I hate to sound like I’m arguing semantics, but I would call that anything but conservative.  Radical perhaps.

When I say that Islam needs a “Reformation”, it’s probable that a better word is “Renaissance”.  How about that?

Posted by on 07/25/07 at 04:06 PM from United States

I hate to sound like I’m arguing semantics, but I would call that anything but conservative.  Radical perhaps.

From a semantical perspective, the conservative nature of the early Reformation was its adherence to the notion of early, that is to say, Traditionalist, interpretation of Christianity.  As an analogy, most American conservatives adhere to an interpretation of democracy that attempts to hew to those of the Founding Fathers while maintaining a healthy respect and faith in the ideals they set forth.

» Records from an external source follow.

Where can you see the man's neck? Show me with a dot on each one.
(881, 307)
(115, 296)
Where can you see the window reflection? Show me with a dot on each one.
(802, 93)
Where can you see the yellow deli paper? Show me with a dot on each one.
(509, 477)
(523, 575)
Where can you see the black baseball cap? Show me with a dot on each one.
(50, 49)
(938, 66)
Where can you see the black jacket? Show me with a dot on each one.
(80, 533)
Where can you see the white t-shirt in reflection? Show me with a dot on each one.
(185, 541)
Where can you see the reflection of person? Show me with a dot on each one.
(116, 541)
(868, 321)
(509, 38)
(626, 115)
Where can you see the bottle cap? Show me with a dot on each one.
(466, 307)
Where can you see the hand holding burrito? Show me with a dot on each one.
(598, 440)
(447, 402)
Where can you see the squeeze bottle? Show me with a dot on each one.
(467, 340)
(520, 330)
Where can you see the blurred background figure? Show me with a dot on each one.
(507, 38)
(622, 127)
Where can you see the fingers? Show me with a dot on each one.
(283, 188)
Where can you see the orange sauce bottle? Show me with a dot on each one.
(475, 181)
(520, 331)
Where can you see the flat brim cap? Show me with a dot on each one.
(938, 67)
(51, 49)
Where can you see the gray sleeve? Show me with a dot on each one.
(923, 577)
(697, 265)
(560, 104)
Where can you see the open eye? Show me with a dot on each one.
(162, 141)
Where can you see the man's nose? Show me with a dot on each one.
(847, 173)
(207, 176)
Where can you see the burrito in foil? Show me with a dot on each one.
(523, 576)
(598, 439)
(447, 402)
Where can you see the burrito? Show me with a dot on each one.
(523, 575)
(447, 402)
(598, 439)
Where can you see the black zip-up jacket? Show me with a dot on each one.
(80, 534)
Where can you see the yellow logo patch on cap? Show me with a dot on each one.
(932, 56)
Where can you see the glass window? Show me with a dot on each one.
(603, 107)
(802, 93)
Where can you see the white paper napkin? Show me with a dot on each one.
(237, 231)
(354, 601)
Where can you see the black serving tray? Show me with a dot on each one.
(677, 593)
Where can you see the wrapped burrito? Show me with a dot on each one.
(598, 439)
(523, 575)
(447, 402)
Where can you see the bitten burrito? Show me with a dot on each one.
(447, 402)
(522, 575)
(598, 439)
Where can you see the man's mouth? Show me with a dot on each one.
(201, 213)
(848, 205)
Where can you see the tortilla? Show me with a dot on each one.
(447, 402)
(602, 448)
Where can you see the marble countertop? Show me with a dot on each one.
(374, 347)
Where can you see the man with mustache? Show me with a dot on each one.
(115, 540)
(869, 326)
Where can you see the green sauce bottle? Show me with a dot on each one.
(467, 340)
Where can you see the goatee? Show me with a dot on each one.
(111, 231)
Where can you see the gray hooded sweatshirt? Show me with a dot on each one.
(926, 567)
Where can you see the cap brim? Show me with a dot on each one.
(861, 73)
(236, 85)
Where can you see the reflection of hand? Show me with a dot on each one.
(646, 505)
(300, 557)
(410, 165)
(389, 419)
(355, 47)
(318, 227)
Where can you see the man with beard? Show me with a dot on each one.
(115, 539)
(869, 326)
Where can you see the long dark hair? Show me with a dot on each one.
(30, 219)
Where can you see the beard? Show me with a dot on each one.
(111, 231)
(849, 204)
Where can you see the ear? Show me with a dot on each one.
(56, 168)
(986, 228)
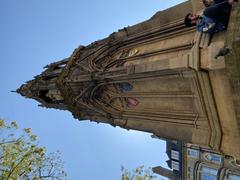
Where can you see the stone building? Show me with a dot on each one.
(189, 162)
(156, 76)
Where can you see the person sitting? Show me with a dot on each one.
(214, 19)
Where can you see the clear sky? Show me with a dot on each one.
(34, 33)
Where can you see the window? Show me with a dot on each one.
(193, 153)
(175, 165)
(214, 158)
(208, 173)
(233, 177)
(175, 155)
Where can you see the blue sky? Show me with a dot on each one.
(34, 33)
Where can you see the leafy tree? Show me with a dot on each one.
(21, 157)
(138, 174)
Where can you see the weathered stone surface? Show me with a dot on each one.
(156, 76)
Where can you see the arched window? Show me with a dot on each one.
(214, 158)
(233, 177)
(208, 173)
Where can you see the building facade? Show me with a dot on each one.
(156, 76)
(193, 162)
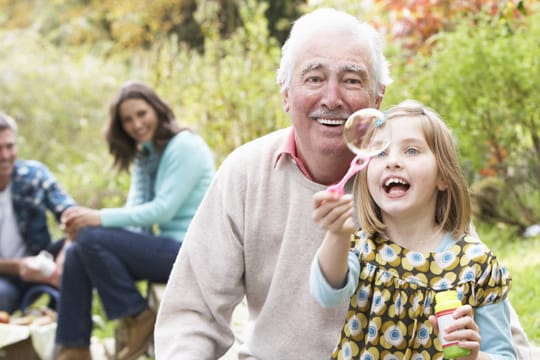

Remember that not all forms of radicalism are inherently wrong--the form of government that was initially set up here was quite radical for its time, even taking into account its influences from English common law.  For the Romans, early Christianity was certainly radical in part because they refused to subscribe to the cult of the Emperor, and were thus seen as trying to undermine the Empire as a whole.

When I say that Islam needs a “Reformation”, it’s probable that a better word is “Renaissance”.  How about that?

Even this is somewhat misleading.  The Renaissance is popularly seen as the cultural emergence from insular, stunted Christianity, but the reality is that Judeo-christian themes and influences dominated European culture all the way up to the early 1700s.  A better term, perhaps, would be an Islamic Enlightenment that respected the contributions of early Islam while questioning the application of certain interpretations to the realities of the everyday world, but as the French Terror shows, even that can devolve into its own form of cultural oppression.

I think this ultimately gets back to Lee’s point earlier that what we know as “liberal democracy” is not a natural state for human kind and is dependant on a centuries-long development of respect for individual rights.  Because this concept is antithetical to most interpretations of Islam (the whole idea of the religion being ultimate submission), it’s difficult for me to believe that OUR kind of democracy would have any hold in the Islamic world.

Posted by Thrill on 07/25/07 at 04:14 PM from United States

A better term, perhaps, would be an Islamic Enlightenment

Good enough.  I still say that it will originate among Muslims in the US.

it’s difficult for me to believe that OUR kind of democracy would have any hold in the Islamic world.

Maybe so, but can it really be that they will never have a choice between nothing but brutal dictatorships and complacent monarchies?